I tried to sit up but, no sooner than I did, a tall and slim young woman with wildly curly brown hair came charging into the room and immediately tried to stop me.
“Don’t move, your ankle’s sprained!” she cried, grabbing me by the shoulders. “You were in an accident, sweetheart, and I don’t want you to get up before you’re completely well!”
“What the – accident – where am I? What’s going on? Who even are you?” I demanded to know.
“Oh God. Don’t you remember?” she asked fearfully.
“Stop this. Stop this silliness. The doctor checked you over, he said you weren’t concussed, just a bit shell-shocked,” she said, in a manner that suggested that she wasn’t sure whether I was joking or not.
“What are you talking about?!” I said.
The woman sank down onto the sofa beside me, taking my hands in her own and looking me straight in the eyes. For some reason, I found my face steadily growing redder and redder. I assumed it was because of the weirdness of the situation, but I couldn’t help but notice that she had the most beautiful brown eyes I had ever seen.

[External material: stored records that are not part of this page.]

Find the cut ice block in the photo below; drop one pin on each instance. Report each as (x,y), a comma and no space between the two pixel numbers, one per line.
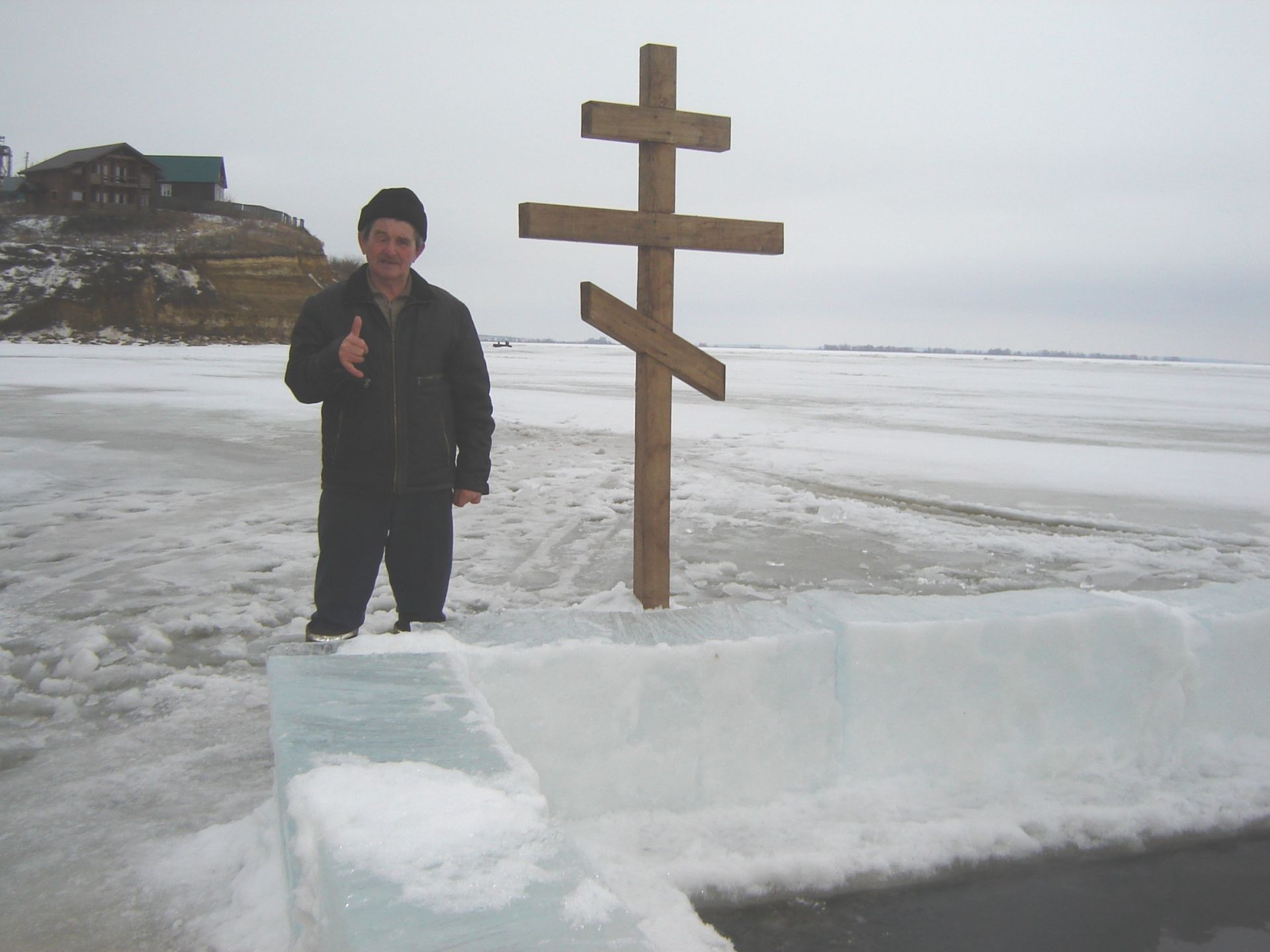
(409,825)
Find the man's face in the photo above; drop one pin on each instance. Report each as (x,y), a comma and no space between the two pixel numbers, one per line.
(390,251)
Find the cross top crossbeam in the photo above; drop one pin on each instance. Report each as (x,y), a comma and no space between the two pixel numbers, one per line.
(656,230)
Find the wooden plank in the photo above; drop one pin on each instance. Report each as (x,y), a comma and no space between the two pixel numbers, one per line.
(656,305)
(639,124)
(613,226)
(628,327)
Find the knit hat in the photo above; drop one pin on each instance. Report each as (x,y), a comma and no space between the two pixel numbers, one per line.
(399,204)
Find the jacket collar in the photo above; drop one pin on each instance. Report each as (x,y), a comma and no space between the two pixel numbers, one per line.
(357,288)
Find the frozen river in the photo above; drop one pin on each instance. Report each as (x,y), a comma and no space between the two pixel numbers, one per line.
(157,541)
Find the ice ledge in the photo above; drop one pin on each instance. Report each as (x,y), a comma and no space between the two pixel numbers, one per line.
(552,725)
(409,825)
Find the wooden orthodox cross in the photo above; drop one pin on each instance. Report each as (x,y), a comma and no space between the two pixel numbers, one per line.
(647,329)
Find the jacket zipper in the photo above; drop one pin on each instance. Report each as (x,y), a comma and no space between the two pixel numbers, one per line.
(397,423)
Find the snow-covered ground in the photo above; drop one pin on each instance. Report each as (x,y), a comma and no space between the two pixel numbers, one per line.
(157,541)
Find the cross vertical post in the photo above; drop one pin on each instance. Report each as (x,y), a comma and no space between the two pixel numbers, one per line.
(648,329)
(654,299)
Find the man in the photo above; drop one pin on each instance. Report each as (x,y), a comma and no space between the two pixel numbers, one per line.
(405,423)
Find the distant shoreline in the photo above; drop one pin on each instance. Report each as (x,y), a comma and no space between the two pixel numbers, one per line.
(889,349)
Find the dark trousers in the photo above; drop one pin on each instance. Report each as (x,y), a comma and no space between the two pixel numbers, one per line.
(414,535)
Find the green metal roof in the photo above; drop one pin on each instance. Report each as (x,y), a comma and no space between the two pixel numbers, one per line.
(190,168)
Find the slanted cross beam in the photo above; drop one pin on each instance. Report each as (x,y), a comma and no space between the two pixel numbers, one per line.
(647,329)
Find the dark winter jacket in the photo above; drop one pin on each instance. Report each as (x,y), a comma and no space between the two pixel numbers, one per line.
(421,418)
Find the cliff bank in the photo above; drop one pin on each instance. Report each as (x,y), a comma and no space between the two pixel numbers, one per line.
(165,276)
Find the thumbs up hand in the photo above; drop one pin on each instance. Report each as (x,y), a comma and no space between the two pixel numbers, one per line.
(353,349)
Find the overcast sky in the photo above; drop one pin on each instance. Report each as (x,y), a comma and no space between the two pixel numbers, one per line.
(1066,175)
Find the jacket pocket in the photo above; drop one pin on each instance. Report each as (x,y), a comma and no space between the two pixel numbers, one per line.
(429,432)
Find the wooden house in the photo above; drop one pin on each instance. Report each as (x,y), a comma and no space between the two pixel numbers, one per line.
(200,177)
(114,177)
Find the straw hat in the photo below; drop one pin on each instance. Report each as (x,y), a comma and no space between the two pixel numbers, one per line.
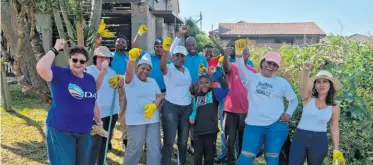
(102,51)
(325,75)
(145,59)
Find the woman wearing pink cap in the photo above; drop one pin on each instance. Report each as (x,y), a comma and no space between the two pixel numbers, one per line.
(265,121)
(310,140)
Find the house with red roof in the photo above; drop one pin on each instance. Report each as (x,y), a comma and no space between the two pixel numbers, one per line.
(271,34)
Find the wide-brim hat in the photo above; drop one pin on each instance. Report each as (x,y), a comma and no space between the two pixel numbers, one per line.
(145,59)
(273,57)
(180,49)
(325,75)
(103,51)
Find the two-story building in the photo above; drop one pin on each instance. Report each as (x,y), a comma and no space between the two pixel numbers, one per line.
(271,34)
(125,16)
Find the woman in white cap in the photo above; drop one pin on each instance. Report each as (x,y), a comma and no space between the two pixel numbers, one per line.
(310,140)
(142,117)
(265,121)
(178,103)
(102,73)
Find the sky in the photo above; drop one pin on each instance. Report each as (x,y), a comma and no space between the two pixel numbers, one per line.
(355,16)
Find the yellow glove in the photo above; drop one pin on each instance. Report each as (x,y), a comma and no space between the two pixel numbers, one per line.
(337,155)
(103,31)
(149,110)
(241,44)
(220,61)
(95,130)
(167,43)
(134,53)
(142,29)
(114,81)
(202,68)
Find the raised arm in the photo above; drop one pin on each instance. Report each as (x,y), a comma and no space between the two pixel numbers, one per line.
(226,63)
(44,66)
(334,126)
(183,29)
(142,29)
(245,74)
(166,49)
(304,88)
(134,53)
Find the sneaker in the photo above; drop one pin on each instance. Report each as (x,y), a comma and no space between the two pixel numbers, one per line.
(221,158)
(191,150)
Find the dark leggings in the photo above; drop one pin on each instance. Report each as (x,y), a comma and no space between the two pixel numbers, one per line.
(204,148)
(234,125)
(309,145)
(175,118)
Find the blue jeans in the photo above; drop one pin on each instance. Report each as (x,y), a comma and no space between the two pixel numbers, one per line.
(273,135)
(310,145)
(222,136)
(67,147)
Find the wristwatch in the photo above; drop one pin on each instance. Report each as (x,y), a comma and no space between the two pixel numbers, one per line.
(54,51)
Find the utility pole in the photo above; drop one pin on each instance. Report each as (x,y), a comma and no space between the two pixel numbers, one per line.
(200,17)
(200,20)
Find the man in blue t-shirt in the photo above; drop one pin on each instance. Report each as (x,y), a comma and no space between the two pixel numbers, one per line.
(193,58)
(192,62)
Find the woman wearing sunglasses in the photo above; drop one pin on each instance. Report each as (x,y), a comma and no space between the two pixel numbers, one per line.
(265,118)
(310,140)
(69,119)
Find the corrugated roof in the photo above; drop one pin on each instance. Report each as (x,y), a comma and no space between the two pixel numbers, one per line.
(246,28)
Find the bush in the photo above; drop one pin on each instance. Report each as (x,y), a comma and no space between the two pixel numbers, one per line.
(351,62)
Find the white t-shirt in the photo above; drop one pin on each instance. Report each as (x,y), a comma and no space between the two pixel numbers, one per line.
(105,93)
(138,94)
(177,85)
(265,96)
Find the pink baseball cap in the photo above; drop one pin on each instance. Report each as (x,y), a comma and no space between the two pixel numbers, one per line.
(274,57)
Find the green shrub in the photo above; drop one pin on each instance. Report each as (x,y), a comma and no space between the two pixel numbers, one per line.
(352,63)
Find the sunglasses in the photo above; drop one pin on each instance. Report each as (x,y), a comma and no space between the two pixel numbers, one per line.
(76,60)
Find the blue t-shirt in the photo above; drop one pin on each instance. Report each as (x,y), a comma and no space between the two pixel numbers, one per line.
(119,63)
(192,63)
(73,104)
(156,72)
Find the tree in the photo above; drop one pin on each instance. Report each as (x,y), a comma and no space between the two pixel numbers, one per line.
(6,101)
(19,29)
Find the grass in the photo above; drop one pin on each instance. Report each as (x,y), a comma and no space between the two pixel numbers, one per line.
(23,134)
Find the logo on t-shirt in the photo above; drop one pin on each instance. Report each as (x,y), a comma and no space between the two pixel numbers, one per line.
(78,93)
(264,89)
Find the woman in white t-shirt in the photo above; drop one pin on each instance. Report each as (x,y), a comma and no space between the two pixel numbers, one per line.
(310,140)
(142,117)
(178,103)
(265,121)
(102,73)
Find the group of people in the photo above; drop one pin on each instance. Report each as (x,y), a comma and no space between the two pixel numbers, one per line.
(154,96)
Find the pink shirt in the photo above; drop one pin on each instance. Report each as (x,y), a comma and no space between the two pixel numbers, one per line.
(236,100)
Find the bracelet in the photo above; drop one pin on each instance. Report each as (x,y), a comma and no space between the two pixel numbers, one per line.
(54,51)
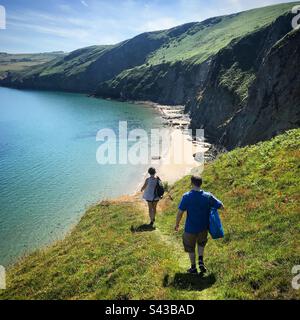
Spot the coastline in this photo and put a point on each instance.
(174, 119)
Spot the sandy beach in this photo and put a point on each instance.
(183, 154)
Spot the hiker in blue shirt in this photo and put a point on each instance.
(198, 204)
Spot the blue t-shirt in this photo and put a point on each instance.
(198, 205)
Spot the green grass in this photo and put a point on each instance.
(202, 40)
(107, 255)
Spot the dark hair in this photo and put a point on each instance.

“Listen to me, Charlotte. You were in a road accident, just outside my house,” she said in that slow, calm, ‘everything-will-be-all-right’ voice that you use to calm down hysterical people.

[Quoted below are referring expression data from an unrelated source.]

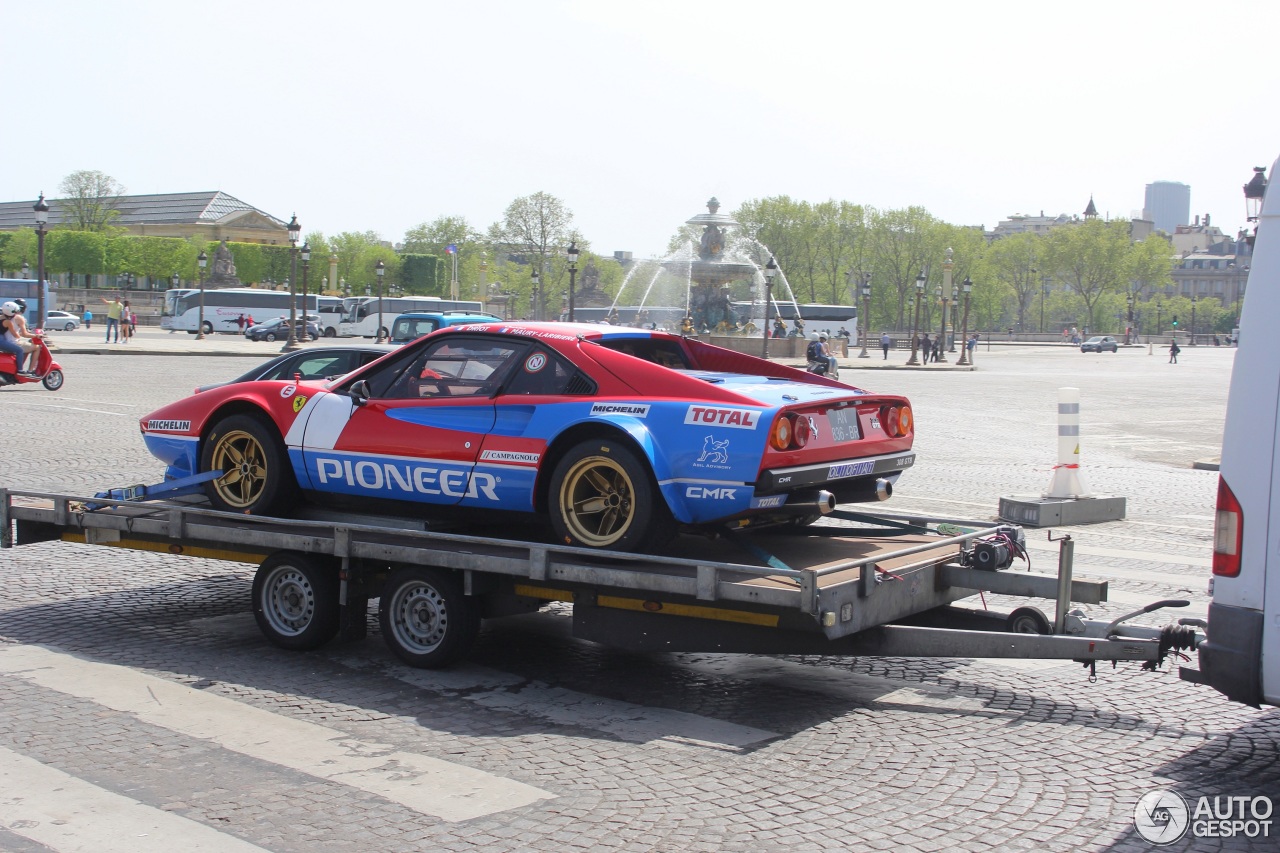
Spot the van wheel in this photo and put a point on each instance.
(425, 619)
(603, 497)
(296, 601)
(256, 479)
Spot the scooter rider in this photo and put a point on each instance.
(9, 337)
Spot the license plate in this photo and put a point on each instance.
(844, 424)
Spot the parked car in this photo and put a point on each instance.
(278, 328)
(617, 436)
(327, 363)
(1100, 343)
(63, 320)
(415, 324)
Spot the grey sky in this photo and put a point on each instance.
(384, 114)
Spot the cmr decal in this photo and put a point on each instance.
(635, 410)
(169, 425)
(731, 418)
(406, 478)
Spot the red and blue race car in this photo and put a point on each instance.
(618, 436)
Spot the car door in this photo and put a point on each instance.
(411, 429)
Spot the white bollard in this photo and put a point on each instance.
(1068, 482)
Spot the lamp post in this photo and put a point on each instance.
(867, 310)
(295, 229)
(1255, 191)
(201, 261)
(379, 270)
(967, 286)
(942, 349)
(306, 265)
(915, 319)
(41, 218)
(771, 269)
(1193, 319)
(572, 273)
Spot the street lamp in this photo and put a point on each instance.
(201, 261)
(380, 269)
(295, 229)
(572, 273)
(771, 269)
(967, 286)
(1193, 319)
(41, 218)
(867, 310)
(306, 265)
(915, 318)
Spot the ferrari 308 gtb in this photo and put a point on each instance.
(620, 437)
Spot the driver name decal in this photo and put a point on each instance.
(731, 418)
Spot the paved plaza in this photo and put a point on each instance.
(141, 710)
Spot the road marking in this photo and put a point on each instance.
(624, 720)
(443, 789)
(67, 813)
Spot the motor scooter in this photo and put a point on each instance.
(46, 372)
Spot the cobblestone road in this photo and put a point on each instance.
(140, 705)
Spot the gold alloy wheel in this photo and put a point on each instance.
(242, 460)
(597, 501)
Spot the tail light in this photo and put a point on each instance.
(897, 420)
(790, 432)
(1228, 532)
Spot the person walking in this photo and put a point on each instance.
(113, 318)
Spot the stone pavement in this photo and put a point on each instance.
(558, 744)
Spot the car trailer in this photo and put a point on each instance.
(883, 589)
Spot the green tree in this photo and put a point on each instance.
(88, 200)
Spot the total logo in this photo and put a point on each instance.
(717, 493)
(731, 418)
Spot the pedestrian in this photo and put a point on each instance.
(113, 318)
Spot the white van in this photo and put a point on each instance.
(1242, 655)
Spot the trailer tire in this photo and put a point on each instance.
(256, 477)
(296, 601)
(1028, 620)
(603, 497)
(425, 619)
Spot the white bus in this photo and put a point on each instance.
(223, 308)
(362, 311)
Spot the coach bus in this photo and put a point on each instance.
(362, 313)
(225, 308)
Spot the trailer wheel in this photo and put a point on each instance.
(296, 601)
(425, 619)
(255, 478)
(1028, 620)
(603, 497)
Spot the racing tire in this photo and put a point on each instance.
(603, 497)
(296, 601)
(1028, 620)
(426, 620)
(256, 478)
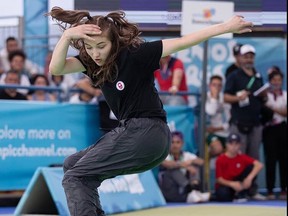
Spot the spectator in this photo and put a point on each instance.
(171, 77)
(12, 45)
(65, 82)
(236, 64)
(179, 177)
(17, 59)
(218, 114)
(275, 135)
(40, 80)
(11, 78)
(246, 108)
(1, 68)
(235, 172)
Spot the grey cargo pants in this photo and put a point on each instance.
(136, 145)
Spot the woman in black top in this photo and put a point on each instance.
(117, 60)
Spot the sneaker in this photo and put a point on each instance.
(258, 197)
(193, 197)
(283, 195)
(205, 197)
(240, 198)
(271, 196)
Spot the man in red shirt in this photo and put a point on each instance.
(171, 78)
(235, 172)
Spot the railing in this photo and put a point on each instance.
(60, 90)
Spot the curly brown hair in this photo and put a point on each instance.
(119, 31)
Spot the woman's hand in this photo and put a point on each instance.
(84, 31)
(238, 25)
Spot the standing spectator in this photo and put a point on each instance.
(218, 114)
(12, 45)
(275, 134)
(179, 177)
(246, 108)
(171, 77)
(65, 82)
(11, 78)
(17, 60)
(40, 80)
(235, 172)
(236, 64)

“I brought you inside, and phoned the doctor to check you over. He asked you your name – that’s how I know it’s Charlotte Ray, see? – and then he asked you what year it was, and that’s when I got worried, because you said it was two thousand and fourteen.”
She spoke as though I would be just as shocked as she was that I had told her that this year was this year. She even pronounced it oddly, as though it didn’t sit right on her tongue: as though she couldn’t ever imagine such a year existing. And she thought I was confused!
“It is 2014! And you still haven’t told me where I am or who you are!” I said.
The woman looked legitimately scared now.
“My name is Natalie Heath. It’s 1963 and you’re in my house recovering from an accident.”
I was still in the nightmare. I had to be. This couldn’t be real.
“For God’s sake!” I cried, my breathing becoming shallower and tears starting to sting my own eyes. “You’re completely mental! Get me out of this nuthouse! It is 2014, and I want to go home!”
Was I going mad? Was I still in the nightmare? Would red-eyed demon man be coming back soon to remind me that I was in a horrible, horrible nightmare?
I started pinching my skin and even slapping it, hard, feeling it sting and knowing it was real. In desperation, I started to cry, shrieking please, please, this can’t be happening!
Natalie cried out and ran from the room in a panic. She returned with a newspaper, which she shoved into my hands, with cries of stop it, for goodness sakes!
“Look at the date! The date!” she pleaded. I stopped flailing long enough to do just that.
28th September 1963.
That was it. I burst into floods of tears, and didn’t even bother to put up a fight when Natalie swiftly took me into her arms and hugged me tight, letting me cry into the shoulder of her pale blue dress.
I was so confused, I didn’t care what she did. I just clung to her like a baby to its mother.
She seemed so kind. So beautiful. Please God, I prayed, don’t let her be a psychopath.